Avalanche, gusty winds hamper climbers’ K2 ascent
GILGIT: An avalanche and gusty winds destroyed tents of the international climbers at the Camp 2, forcing them to abandon the K2 summit plan for the time being.
Over 60 climbers from four expeditions from 18 countries are currently staying at the base camp to attempt scaling K2.
Nims Purja from Nepal with the help of Sherpas had built the camp 2 near the House Chimney point recently.
Through a Facebook post on Monday, Mr Purja said his team reached the Camp 2 and found it lying in tatters. “Both of our tents and other equipment that we had left for the summit plan have been destroyed. Now, I have to reassess and re-plan everything,” he said.
The Nepali climber updated on Tuesday that the summit plan would be pushed a bit late in the season.
Iceland’s John Snorri, Mohammad Ali Sadpara and his son, Sajid Sadpara had also fixed ropes to the Camp 2.

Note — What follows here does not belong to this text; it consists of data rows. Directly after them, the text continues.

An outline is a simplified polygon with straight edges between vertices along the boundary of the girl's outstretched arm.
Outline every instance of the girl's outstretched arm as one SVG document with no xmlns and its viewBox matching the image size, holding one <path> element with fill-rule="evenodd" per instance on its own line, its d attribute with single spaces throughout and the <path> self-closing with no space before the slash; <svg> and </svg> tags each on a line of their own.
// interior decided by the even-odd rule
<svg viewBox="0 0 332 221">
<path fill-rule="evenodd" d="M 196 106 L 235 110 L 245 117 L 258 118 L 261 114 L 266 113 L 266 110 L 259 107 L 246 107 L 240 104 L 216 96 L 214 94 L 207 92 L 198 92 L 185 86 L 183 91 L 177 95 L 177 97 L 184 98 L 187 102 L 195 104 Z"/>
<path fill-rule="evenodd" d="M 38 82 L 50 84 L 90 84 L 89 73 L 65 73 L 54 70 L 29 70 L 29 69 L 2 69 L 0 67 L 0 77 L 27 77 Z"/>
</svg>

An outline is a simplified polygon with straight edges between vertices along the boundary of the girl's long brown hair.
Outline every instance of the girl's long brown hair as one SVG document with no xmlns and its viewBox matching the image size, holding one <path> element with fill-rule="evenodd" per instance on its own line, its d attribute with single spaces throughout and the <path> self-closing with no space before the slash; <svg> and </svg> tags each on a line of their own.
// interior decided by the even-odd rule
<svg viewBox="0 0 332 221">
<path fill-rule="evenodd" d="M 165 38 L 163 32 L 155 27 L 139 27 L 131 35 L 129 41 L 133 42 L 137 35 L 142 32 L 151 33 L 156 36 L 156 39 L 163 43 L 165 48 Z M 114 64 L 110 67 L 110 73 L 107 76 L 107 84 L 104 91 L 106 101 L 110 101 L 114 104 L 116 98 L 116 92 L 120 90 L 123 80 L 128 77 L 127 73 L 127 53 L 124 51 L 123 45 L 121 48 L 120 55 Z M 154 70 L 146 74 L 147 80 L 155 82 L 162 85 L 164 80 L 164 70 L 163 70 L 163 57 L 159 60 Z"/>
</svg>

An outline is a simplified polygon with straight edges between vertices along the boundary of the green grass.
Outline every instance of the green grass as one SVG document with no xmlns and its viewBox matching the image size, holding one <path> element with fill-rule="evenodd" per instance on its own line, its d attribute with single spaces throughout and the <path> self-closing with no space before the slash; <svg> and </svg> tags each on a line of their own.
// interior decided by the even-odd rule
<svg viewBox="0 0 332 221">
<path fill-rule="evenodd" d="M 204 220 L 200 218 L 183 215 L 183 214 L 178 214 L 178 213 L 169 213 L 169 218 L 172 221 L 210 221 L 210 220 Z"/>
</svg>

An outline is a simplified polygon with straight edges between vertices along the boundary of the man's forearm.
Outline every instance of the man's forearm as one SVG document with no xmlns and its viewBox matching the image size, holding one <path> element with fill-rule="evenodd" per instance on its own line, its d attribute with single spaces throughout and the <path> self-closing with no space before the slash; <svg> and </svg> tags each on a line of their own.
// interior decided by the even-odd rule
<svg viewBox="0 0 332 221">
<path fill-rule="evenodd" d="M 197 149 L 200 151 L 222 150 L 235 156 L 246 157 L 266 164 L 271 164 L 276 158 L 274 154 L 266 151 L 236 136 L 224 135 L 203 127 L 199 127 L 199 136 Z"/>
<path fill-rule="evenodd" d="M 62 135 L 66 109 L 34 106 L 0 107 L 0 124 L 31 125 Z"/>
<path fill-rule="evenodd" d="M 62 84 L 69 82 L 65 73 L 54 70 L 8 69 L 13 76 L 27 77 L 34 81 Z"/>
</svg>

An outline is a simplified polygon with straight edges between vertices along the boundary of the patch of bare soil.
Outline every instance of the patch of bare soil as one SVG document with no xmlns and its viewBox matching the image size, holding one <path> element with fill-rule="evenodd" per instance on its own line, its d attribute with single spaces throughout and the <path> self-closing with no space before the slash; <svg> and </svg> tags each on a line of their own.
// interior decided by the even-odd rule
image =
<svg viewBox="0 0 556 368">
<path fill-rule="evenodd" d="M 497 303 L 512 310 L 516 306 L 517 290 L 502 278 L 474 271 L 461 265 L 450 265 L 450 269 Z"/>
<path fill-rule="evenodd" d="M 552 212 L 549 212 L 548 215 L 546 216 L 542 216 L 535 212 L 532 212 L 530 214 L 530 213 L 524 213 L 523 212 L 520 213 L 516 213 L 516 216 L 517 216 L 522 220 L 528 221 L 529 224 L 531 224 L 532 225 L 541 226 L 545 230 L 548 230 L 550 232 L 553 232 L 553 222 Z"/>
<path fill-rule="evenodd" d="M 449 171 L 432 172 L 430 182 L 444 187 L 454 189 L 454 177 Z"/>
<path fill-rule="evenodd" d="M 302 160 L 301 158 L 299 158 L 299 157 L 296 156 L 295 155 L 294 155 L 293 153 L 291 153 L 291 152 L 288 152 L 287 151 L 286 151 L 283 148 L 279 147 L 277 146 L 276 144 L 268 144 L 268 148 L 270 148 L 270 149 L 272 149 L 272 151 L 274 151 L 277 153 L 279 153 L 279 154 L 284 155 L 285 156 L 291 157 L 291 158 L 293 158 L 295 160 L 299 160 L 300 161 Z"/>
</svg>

John Snorri said on Monday that a big avalanche came hurtling down K2 and went all the way to the Broad Peak on Sunday, destroying their tent.
Meanwhile, Romanian Alex Gavan and Italian Tumhara Lunger are still hopeful to climb the savage mountain without supplement oxygen.

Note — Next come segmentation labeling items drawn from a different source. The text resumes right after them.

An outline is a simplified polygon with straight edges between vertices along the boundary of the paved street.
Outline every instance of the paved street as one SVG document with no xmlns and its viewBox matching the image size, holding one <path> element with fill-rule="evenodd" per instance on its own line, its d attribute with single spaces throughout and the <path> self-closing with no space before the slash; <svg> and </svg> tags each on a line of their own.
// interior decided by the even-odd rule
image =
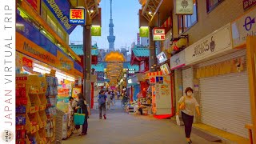
<svg viewBox="0 0 256 144">
<path fill-rule="evenodd" d="M 89 119 L 88 134 L 73 134 L 64 144 L 102 144 L 102 143 L 162 143 L 186 144 L 183 127 L 170 120 L 158 120 L 150 116 L 138 116 L 122 112 L 117 102 L 115 110 L 110 110 L 106 120 L 99 120 L 96 111 Z M 117 110 L 118 109 L 118 110 Z M 192 134 L 193 143 L 210 143 Z"/>
</svg>

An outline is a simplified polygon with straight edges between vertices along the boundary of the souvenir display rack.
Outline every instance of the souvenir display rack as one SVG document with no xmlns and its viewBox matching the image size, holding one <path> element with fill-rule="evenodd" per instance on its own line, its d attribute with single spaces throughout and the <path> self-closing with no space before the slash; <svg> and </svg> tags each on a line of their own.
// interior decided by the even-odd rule
<svg viewBox="0 0 256 144">
<path fill-rule="evenodd" d="M 47 143 L 46 91 L 45 77 L 16 75 L 16 143 Z"/>
</svg>

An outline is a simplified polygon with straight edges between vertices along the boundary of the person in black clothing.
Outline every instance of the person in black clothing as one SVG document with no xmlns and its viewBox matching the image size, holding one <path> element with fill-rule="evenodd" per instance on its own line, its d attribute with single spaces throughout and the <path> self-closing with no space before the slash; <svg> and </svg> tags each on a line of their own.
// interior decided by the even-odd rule
<svg viewBox="0 0 256 144">
<path fill-rule="evenodd" d="M 83 97 L 83 94 L 82 93 L 79 93 L 78 94 L 78 106 L 76 107 L 76 110 L 78 109 L 81 109 L 82 111 L 82 114 L 85 114 L 85 122 L 82 125 L 82 133 L 79 135 L 85 135 L 87 134 L 87 129 L 88 129 L 88 110 L 87 110 L 87 106 L 86 105 L 86 100 L 85 98 Z"/>
</svg>

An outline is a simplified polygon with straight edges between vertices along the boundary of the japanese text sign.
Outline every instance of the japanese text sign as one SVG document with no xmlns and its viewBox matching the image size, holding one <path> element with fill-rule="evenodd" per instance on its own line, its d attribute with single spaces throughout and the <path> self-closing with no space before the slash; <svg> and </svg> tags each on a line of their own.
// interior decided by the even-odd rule
<svg viewBox="0 0 256 144">
<path fill-rule="evenodd" d="M 154 28 L 153 40 L 164 41 L 166 40 L 166 30 L 164 28 Z"/>
<path fill-rule="evenodd" d="M 70 9 L 70 24 L 74 25 L 85 25 L 86 24 L 86 14 L 85 9 L 74 8 Z"/>
</svg>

Alex Gavan informed Dawn through a text message that though he and Tumhara Lunger were part of SST winter expedition team, they were acting as an independent expedition.

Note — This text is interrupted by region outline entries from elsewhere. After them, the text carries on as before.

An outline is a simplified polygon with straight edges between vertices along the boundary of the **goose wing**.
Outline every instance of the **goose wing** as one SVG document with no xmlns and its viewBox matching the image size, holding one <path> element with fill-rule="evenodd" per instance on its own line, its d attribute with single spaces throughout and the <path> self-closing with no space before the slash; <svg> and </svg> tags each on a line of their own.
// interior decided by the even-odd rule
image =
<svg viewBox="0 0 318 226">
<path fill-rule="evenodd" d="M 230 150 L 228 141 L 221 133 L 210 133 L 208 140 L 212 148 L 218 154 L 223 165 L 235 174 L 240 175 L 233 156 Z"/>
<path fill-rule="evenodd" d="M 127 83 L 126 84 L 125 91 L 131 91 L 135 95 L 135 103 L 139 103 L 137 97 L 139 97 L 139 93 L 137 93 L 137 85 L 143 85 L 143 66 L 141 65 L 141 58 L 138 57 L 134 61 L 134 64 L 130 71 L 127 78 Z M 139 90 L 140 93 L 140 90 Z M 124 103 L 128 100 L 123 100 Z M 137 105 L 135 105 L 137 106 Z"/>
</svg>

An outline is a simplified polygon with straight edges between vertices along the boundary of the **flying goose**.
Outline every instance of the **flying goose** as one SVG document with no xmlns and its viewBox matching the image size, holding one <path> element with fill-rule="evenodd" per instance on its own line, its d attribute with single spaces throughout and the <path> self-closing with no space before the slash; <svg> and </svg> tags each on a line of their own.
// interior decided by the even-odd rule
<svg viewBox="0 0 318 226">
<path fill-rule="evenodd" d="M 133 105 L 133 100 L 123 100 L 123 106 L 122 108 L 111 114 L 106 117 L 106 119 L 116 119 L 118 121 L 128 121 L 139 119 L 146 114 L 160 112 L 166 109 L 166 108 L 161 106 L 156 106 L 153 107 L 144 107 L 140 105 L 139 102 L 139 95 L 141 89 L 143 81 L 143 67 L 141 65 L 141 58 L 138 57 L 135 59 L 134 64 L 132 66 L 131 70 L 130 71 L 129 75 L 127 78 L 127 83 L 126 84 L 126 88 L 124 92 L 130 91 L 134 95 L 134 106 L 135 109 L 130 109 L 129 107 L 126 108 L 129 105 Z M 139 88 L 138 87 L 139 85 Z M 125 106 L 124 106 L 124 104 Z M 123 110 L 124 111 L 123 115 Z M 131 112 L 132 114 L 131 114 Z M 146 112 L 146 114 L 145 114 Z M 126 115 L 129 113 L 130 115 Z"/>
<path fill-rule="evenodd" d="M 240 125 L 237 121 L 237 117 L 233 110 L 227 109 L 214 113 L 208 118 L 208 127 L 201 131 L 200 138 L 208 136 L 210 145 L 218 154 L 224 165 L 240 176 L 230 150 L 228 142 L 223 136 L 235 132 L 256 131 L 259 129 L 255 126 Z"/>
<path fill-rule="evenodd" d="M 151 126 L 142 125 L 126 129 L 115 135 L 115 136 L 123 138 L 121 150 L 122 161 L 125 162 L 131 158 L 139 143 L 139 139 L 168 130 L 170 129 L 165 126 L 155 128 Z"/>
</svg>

“Tamahra and myself just share the base camp service of SST, but we are totally separate expedition,” he added.
“Our equipment at Camp 1 is safe as we have secured tent on rocks,” said Mr Gavan.
“In next couple of days we will climb up to the Camp 1 weather permitting,” he maintained, adding the next day their plan was to climb up to the Camp 2 at 6,700 meters. “If everything goes according to the plan and forecast not changes, we will even push it to 7,300 meters above black pyramid Camp 3 for acclimatisation.”
To climb K2 without supplement oxygen, you really need proper acclimatisation, he said.
Tumhara Lunger is one of only 11 women to have ever climbed K2 without oxygen in summer of 2014.